New Zealand writer Maurice Shadbolt produced a play Once on Chunuk Bair in 1982. A film version Chunuk Bair (Daybreak Pictures) was released in 1991.
There is a detailed fictional description of the battle from the point of view of an Ottoman Turkish soldier in Birds Without Wings by Louis de Bernieres, author of Captain Corelli's Mandolin.

Once on Chunuk Bair was performed on the 100th anniversary of the Battle of Chunuk Bair in Christchurch, New Zealand. It was directed by Martin Howells. (see https://ww100.govt.nz/performance-of-'once-on-chunuk-bair'-christchurch )

Once on Chunuk Bair was performed on August 8th 2015, on the 100th anniversary of the battle, by the Mana Little Theatre in Plimmerton, Wellington to an audience composed largely of many Veterans. It was directed by Paulette McIndoe. The performance won (Wellington) Antoinette Awards for Best New Director (Paulette McIndoe), Best Drama, Best Set Design, Commendation for Best Supporting Actor (Craig Haywood as Sgt. Frank), Commendation for Best Ensemble, National Award: The David Brockett Award for Backstage Achievement	Sue Miller for Costumes ( https://manalittletheatre.org.nz/awards/}} )

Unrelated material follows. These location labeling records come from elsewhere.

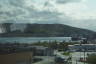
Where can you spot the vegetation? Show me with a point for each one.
(66, 53)
(91, 59)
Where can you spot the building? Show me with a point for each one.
(42, 51)
(16, 58)
(82, 47)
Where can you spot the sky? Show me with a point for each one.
(77, 13)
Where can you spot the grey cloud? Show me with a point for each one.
(67, 1)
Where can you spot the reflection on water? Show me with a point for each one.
(33, 39)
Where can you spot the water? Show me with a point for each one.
(33, 39)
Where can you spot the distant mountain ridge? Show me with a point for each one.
(45, 30)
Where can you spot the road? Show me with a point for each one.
(46, 60)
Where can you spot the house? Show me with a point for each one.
(16, 58)
(82, 47)
(42, 51)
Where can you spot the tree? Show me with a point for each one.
(91, 59)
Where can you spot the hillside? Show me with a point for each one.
(46, 30)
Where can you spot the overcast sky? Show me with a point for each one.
(77, 13)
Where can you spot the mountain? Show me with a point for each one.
(45, 30)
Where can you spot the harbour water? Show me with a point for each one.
(33, 39)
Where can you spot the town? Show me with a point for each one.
(76, 51)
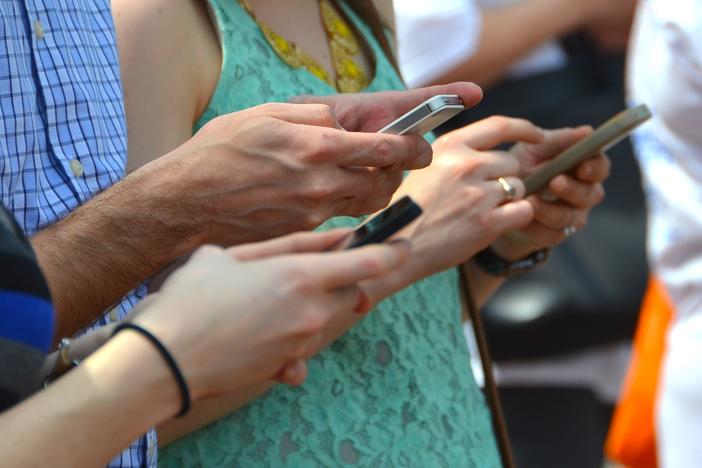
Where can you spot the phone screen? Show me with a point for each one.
(384, 225)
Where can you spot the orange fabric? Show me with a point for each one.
(631, 440)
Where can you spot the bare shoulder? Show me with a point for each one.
(170, 63)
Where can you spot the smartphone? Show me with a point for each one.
(427, 116)
(379, 228)
(604, 137)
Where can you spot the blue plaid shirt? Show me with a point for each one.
(62, 124)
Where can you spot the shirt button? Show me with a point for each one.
(76, 167)
(38, 29)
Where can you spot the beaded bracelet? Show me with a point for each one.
(182, 385)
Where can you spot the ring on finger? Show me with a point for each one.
(509, 191)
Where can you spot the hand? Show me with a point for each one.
(465, 206)
(575, 194)
(236, 317)
(369, 112)
(275, 169)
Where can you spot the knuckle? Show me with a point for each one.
(500, 123)
(318, 150)
(318, 191)
(370, 266)
(324, 113)
(484, 224)
(383, 152)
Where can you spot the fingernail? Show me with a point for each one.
(364, 305)
(560, 184)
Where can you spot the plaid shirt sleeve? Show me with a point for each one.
(62, 125)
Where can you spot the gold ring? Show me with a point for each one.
(509, 191)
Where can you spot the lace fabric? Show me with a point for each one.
(396, 390)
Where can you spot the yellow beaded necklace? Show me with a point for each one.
(343, 46)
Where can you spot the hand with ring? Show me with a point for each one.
(470, 194)
(569, 200)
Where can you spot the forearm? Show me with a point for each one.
(207, 411)
(106, 247)
(88, 416)
(510, 33)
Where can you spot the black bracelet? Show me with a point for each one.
(167, 357)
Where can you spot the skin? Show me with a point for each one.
(465, 209)
(248, 176)
(225, 327)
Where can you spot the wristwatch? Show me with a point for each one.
(495, 265)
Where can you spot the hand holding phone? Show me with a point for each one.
(380, 227)
(604, 137)
(427, 116)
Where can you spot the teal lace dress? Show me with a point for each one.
(396, 390)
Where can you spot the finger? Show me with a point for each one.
(348, 299)
(335, 270)
(498, 192)
(293, 374)
(510, 216)
(493, 131)
(319, 115)
(372, 111)
(556, 141)
(294, 243)
(404, 101)
(370, 150)
(497, 164)
(576, 193)
(594, 170)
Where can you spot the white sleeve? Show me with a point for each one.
(433, 37)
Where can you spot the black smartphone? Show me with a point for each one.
(379, 228)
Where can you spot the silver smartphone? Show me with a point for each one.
(604, 137)
(427, 116)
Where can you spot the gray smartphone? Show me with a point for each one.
(604, 137)
(427, 116)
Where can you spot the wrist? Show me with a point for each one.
(513, 246)
(129, 366)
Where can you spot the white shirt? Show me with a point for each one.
(666, 73)
(433, 37)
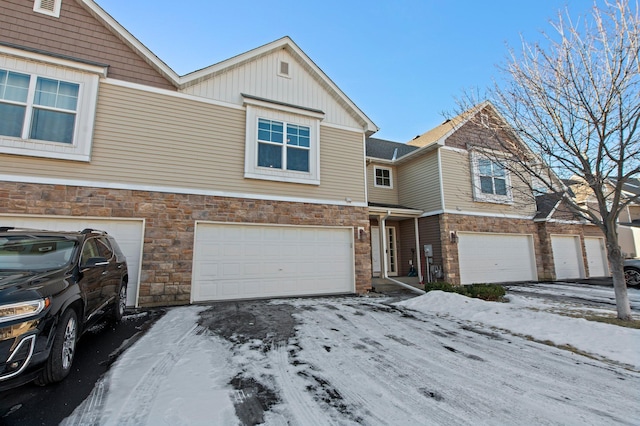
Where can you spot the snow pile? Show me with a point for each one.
(603, 340)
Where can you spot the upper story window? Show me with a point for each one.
(491, 181)
(492, 177)
(282, 142)
(383, 177)
(39, 108)
(46, 109)
(283, 145)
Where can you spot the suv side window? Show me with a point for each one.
(105, 248)
(89, 250)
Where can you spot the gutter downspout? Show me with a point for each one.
(418, 252)
(383, 235)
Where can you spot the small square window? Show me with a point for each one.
(383, 177)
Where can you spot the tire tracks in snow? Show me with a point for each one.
(140, 398)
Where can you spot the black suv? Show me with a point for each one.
(53, 285)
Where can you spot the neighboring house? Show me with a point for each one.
(629, 219)
(447, 190)
(241, 180)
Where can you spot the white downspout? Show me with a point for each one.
(383, 235)
(418, 252)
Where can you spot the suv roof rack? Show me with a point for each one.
(18, 228)
(92, 231)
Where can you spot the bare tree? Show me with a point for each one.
(574, 100)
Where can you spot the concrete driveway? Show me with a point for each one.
(351, 360)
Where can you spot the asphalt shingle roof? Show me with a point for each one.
(386, 150)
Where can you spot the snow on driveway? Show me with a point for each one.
(437, 360)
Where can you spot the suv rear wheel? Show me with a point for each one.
(63, 350)
(632, 276)
(120, 304)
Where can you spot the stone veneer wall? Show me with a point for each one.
(545, 229)
(466, 223)
(170, 218)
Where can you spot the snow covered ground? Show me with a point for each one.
(437, 359)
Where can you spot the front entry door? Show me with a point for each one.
(392, 261)
(375, 251)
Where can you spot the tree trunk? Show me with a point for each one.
(616, 261)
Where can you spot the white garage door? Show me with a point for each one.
(492, 258)
(242, 261)
(567, 256)
(129, 233)
(596, 257)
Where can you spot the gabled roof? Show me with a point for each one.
(181, 82)
(444, 130)
(387, 150)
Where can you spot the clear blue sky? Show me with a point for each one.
(402, 62)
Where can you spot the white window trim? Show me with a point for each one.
(88, 79)
(256, 109)
(480, 196)
(37, 7)
(375, 177)
(288, 64)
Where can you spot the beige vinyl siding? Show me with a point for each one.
(379, 194)
(458, 189)
(259, 77)
(419, 183)
(148, 139)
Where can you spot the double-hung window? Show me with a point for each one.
(39, 108)
(282, 142)
(47, 105)
(491, 179)
(383, 177)
(283, 145)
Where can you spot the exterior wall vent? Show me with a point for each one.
(283, 69)
(48, 7)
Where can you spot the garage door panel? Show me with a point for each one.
(596, 257)
(567, 256)
(274, 261)
(486, 257)
(128, 233)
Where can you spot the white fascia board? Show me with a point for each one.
(395, 212)
(101, 70)
(482, 214)
(175, 190)
(419, 151)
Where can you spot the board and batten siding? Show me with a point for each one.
(458, 189)
(378, 194)
(153, 139)
(260, 78)
(419, 183)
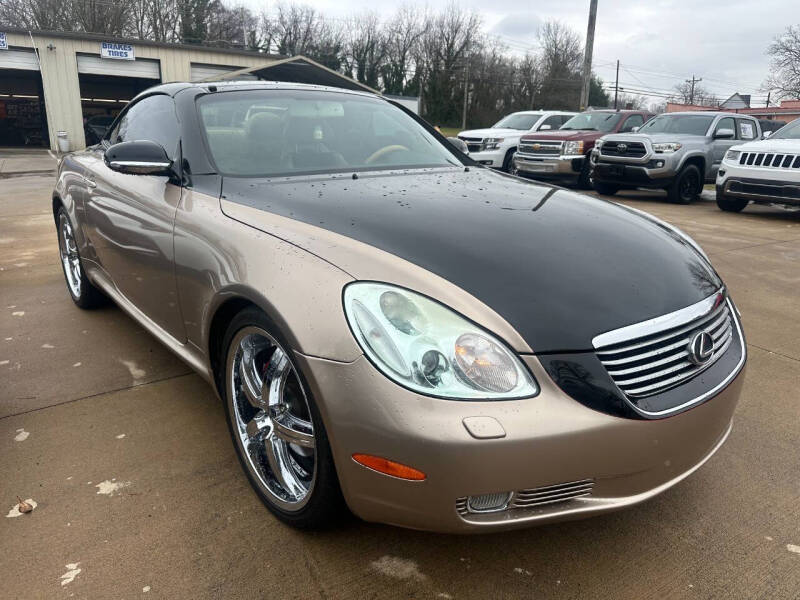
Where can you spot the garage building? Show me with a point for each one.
(53, 82)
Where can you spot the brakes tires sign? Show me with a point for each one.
(117, 51)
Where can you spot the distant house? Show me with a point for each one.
(737, 101)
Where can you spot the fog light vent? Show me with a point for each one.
(488, 502)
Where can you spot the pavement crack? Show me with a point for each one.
(774, 352)
(104, 392)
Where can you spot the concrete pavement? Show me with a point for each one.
(139, 493)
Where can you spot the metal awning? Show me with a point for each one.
(297, 69)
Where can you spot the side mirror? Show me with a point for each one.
(459, 144)
(138, 158)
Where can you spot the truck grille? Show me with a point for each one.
(629, 149)
(540, 148)
(770, 159)
(646, 365)
(474, 144)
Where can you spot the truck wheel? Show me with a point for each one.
(584, 179)
(729, 204)
(508, 162)
(606, 189)
(686, 187)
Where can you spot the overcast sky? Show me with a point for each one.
(722, 41)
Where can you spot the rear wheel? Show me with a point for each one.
(81, 290)
(606, 189)
(276, 427)
(729, 204)
(686, 187)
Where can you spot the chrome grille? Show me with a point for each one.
(539, 148)
(659, 360)
(548, 494)
(631, 149)
(772, 160)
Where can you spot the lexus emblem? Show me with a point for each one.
(701, 348)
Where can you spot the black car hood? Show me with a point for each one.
(561, 267)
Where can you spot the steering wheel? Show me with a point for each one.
(381, 152)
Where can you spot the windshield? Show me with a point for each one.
(788, 132)
(593, 121)
(521, 121)
(289, 132)
(688, 124)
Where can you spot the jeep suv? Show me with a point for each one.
(564, 154)
(676, 152)
(495, 146)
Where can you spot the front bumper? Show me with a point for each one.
(757, 185)
(550, 439)
(639, 175)
(490, 158)
(565, 166)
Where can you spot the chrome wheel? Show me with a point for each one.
(271, 418)
(69, 255)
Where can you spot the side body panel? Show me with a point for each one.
(129, 221)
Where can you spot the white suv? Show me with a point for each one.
(495, 147)
(764, 172)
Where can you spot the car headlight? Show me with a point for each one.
(425, 346)
(667, 147)
(573, 148)
(732, 155)
(493, 143)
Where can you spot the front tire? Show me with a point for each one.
(686, 187)
(82, 291)
(276, 426)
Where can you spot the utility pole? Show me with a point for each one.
(587, 55)
(693, 80)
(466, 91)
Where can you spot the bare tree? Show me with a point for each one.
(784, 78)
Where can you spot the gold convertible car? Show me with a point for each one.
(391, 327)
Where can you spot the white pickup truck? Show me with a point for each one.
(763, 172)
(495, 146)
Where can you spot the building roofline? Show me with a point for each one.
(102, 37)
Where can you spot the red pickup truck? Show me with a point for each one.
(564, 153)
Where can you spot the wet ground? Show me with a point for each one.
(138, 491)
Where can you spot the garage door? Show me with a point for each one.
(19, 59)
(144, 68)
(201, 72)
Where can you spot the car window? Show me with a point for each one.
(593, 121)
(152, 118)
(633, 121)
(309, 131)
(747, 129)
(521, 121)
(678, 123)
(726, 123)
(553, 121)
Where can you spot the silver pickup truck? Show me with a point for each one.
(678, 152)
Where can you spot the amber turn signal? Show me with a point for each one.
(389, 467)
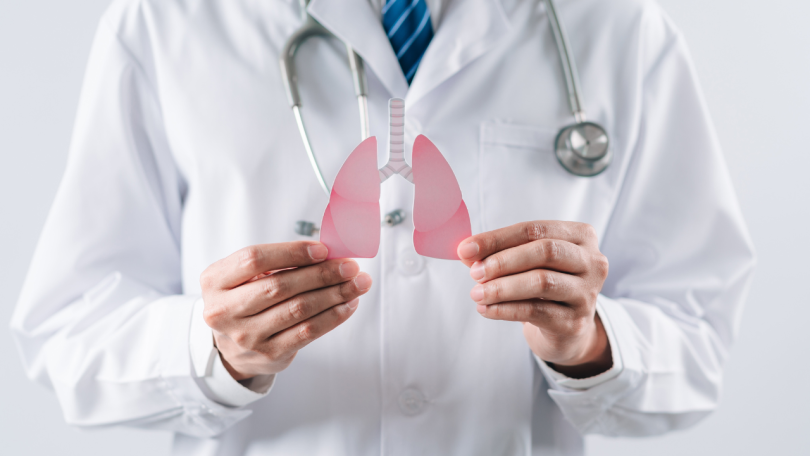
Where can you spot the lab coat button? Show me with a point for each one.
(410, 262)
(411, 402)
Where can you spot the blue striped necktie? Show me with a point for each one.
(407, 23)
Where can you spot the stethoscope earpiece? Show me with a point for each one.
(583, 149)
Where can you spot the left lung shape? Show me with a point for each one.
(351, 222)
(440, 217)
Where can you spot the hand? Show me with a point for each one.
(546, 274)
(266, 302)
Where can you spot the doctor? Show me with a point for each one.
(150, 301)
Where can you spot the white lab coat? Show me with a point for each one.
(185, 150)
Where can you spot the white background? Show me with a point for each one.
(753, 58)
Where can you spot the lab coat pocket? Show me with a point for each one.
(521, 179)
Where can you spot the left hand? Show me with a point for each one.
(546, 274)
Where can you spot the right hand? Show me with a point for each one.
(266, 302)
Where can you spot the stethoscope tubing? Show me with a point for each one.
(311, 28)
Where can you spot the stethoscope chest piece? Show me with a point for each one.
(583, 149)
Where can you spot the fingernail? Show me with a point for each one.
(477, 271)
(468, 250)
(363, 282)
(318, 251)
(477, 293)
(349, 269)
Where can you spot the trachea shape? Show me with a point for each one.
(351, 222)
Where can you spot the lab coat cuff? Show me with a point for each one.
(561, 381)
(204, 417)
(220, 386)
(584, 402)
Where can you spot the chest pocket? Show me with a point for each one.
(521, 179)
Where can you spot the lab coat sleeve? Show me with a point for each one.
(208, 367)
(102, 318)
(680, 264)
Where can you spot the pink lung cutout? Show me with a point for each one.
(440, 217)
(351, 222)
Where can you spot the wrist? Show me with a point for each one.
(593, 360)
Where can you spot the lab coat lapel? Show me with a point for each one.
(356, 23)
(468, 29)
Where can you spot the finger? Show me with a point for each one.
(299, 336)
(305, 306)
(551, 254)
(544, 314)
(254, 297)
(249, 262)
(482, 245)
(538, 283)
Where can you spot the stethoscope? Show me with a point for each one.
(582, 148)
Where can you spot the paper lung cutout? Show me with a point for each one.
(440, 217)
(351, 222)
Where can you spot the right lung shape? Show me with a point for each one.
(440, 217)
(351, 222)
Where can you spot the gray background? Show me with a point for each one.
(753, 58)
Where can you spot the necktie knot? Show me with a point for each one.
(408, 25)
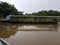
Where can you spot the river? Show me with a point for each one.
(30, 34)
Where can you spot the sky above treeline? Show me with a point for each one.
(30, 6)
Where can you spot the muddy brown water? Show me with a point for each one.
(30, 34)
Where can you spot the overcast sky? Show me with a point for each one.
(29, 6)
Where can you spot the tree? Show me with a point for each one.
(8, 9)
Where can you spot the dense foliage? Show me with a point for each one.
(8, 9)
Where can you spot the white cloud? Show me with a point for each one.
(35, 5)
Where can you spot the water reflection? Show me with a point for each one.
(8, 30)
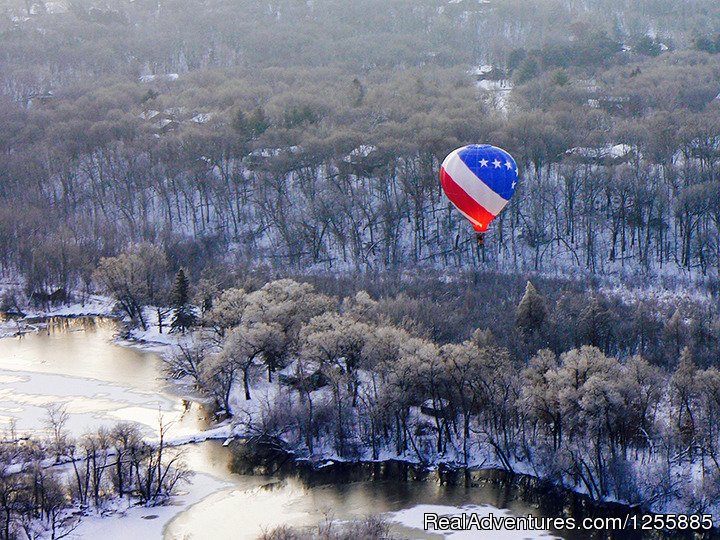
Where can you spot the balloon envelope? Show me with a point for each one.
(479, 180)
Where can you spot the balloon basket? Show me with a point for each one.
(480, 240)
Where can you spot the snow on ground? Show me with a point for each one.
(140, 522)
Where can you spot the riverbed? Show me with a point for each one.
(79, 363)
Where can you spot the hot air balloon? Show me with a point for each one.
(479, 180)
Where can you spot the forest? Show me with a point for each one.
(255, 157)
(361, 379)
(262, 179)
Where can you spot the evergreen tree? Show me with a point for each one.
(531, 310)
(183, 315)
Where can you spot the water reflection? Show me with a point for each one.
(253, 505)
(74, 361)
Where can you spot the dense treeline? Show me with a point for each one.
(357, 384)
(47, 484)
(295, 163)
(299, 169)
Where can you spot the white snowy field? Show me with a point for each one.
(100, 381)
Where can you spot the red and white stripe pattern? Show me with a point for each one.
(469, 193)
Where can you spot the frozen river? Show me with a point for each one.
(78, 364)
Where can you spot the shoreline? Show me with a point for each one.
(541, 492)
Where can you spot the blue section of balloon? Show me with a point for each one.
(494, 166)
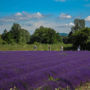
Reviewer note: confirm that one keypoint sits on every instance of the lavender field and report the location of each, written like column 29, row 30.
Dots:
column 27, row 70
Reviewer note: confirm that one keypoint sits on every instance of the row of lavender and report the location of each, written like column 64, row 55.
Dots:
column 31, row 69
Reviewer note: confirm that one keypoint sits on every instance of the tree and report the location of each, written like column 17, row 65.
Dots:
column 16, row 35
column 78, row 25
column 44, row 35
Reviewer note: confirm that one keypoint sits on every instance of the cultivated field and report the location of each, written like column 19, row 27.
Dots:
column 28, row 70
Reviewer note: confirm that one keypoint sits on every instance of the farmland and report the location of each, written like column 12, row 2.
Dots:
column 33, row 69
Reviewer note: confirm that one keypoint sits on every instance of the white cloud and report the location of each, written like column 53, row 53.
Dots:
column 18, row 14
column 60, row 0
column 87, row 19
column 65, row 16
column 21, row 16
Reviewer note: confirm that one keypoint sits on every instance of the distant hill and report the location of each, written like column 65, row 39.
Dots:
column 63, row 34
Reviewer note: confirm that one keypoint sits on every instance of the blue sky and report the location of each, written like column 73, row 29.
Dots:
column 31, row 14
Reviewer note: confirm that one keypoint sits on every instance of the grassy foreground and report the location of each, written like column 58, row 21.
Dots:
column 30, row 47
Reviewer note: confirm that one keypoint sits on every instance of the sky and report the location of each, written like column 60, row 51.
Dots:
column 31, row 14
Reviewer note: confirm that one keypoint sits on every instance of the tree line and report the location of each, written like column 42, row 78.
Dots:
column 79, row 35
column 19, row 36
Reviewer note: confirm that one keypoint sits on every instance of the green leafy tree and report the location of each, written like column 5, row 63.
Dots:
column 16, row 35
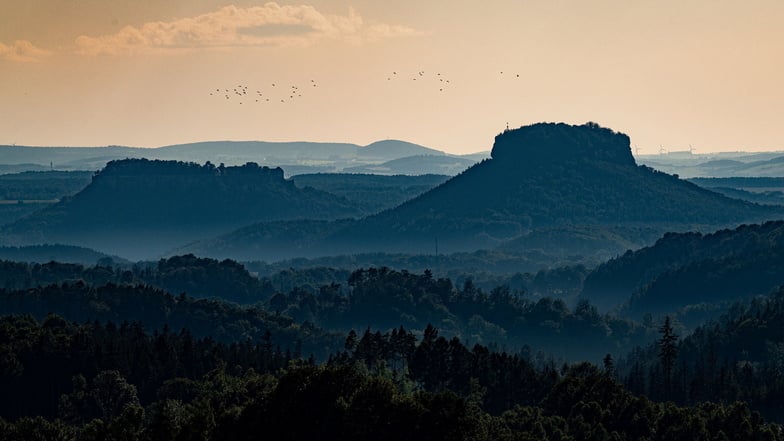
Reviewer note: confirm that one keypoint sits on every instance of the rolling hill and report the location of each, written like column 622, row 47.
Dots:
column 293, row 157
column 684, row 270
column 138, row 208
column 539, row 177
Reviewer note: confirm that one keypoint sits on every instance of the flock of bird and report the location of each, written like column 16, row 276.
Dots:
column 277, row 93
column 280, row 94
column 442, row 82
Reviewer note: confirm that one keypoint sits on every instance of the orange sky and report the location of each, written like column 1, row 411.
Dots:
column 669, row 73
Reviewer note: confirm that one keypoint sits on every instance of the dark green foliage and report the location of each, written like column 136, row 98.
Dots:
column 691, row 268
column 42, row 185
column 385, row 298
column 155, row 309
column 342, row 400
column 44, row 368
column 739, row 357
column 194, row 276
column 141, row 208
column 540, row 177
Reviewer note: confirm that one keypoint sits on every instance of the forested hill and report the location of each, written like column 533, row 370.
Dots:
column 692, row 268
column 547, row 175
column 543, row 176
column 738, row 357
column 139, row 208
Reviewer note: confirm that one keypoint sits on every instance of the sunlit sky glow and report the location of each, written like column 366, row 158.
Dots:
column 705, row 73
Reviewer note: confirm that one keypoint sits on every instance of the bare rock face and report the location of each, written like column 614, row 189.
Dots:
column 547, row 143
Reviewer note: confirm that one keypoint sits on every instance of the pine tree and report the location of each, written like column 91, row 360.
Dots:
column 667, row 354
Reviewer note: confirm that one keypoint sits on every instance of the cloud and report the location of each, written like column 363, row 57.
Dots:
column 268, row 25
column 22, row 51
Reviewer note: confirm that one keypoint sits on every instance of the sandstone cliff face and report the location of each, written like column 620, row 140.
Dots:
column 547, row 143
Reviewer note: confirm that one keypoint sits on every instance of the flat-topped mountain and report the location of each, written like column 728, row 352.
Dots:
column 294, row 157
column 548, row 175
column 539, row 176
column 139, row 208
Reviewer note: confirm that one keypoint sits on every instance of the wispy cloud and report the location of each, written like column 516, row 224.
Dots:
column 22, row 51
column 268, row 25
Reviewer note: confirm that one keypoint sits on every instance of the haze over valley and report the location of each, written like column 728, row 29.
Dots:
column 511, row 220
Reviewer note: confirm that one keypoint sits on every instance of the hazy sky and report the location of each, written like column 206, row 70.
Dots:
column 141, row 73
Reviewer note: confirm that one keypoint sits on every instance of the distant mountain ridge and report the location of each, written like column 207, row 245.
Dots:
column 539, row 176
column 300, row 157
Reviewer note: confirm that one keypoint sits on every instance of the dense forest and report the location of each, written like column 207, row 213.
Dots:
column 737, row 357
column 691, row 271
column 122, row 383
column 534, row 296
column 542, row 176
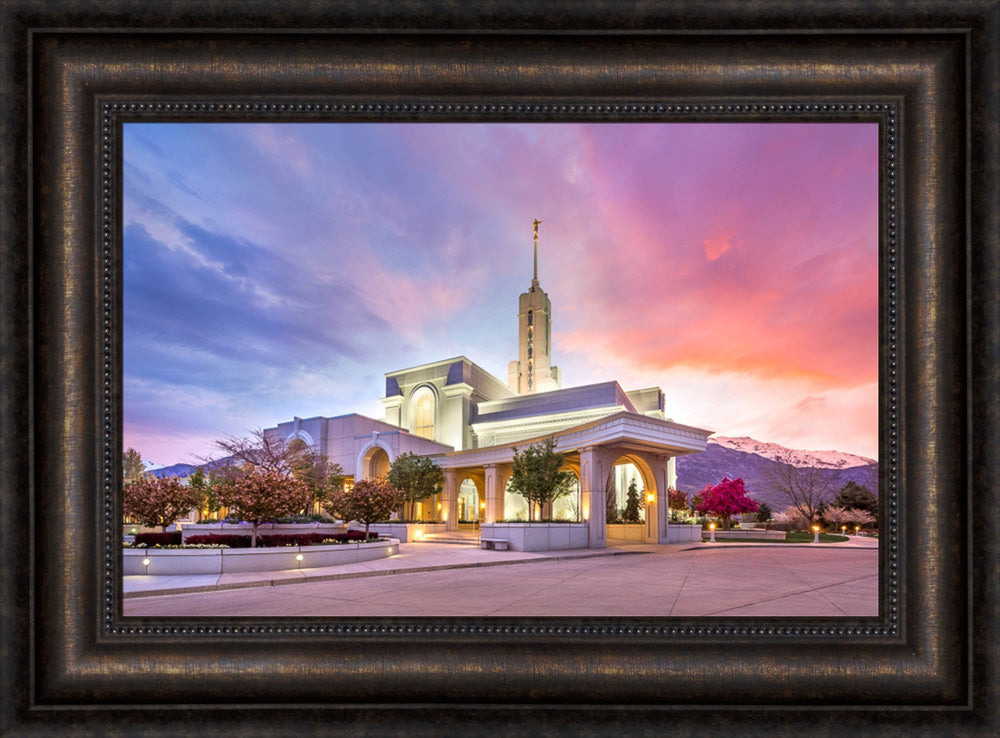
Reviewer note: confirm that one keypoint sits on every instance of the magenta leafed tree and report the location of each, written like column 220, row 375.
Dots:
column 727, row 498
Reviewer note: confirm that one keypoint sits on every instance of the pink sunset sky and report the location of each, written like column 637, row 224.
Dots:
column 279, row 270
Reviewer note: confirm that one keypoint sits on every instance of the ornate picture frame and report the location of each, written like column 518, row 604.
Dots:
column 927, row 73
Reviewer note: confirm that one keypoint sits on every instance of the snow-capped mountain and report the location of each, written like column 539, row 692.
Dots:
column 774, row 452
column 754, row 462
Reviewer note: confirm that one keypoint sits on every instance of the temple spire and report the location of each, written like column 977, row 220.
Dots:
column 534, row 279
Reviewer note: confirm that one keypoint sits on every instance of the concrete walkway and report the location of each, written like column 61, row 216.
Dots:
column 633, row 580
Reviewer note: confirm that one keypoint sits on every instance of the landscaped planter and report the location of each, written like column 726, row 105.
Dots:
column 538, row 536
column 229, row 560
column 683, row 533
column 721, row 535
column 407, row 532
column 626, row 532
column 264, row 529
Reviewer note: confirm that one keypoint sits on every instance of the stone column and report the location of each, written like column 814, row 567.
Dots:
column 593, row 474
column 496, row 486
column 661, row 473
column 449, row 498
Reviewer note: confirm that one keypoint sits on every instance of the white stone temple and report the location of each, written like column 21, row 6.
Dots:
column 469, row 422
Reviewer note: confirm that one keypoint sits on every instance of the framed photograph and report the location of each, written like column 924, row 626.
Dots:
column 79, row 82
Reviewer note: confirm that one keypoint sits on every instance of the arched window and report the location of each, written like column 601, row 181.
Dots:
column 422, row 409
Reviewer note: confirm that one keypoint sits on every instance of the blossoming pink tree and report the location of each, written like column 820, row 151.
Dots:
column 259, row 496
column 726, row 499
column 154, row 501
column 676, row 501
column 369, row 501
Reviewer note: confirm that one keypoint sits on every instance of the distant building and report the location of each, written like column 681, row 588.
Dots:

Composer Dwayne Bloomfield was in 2001 inspired by this battle to write the original work for brass band Behold the Narrows from the Hill describing the battle. This was the first of several brass band works he has composed commemorating the contributions of New Zealand and Australian forces to particular First World War battles.

Musician PJ Harvey sings about the aftermath of this battle in the song "On Battleship Hill" from her 2011 album Let England Shake.

The Battle of Chunuk Bair was featured in the Gallipoli miniseries in 2015.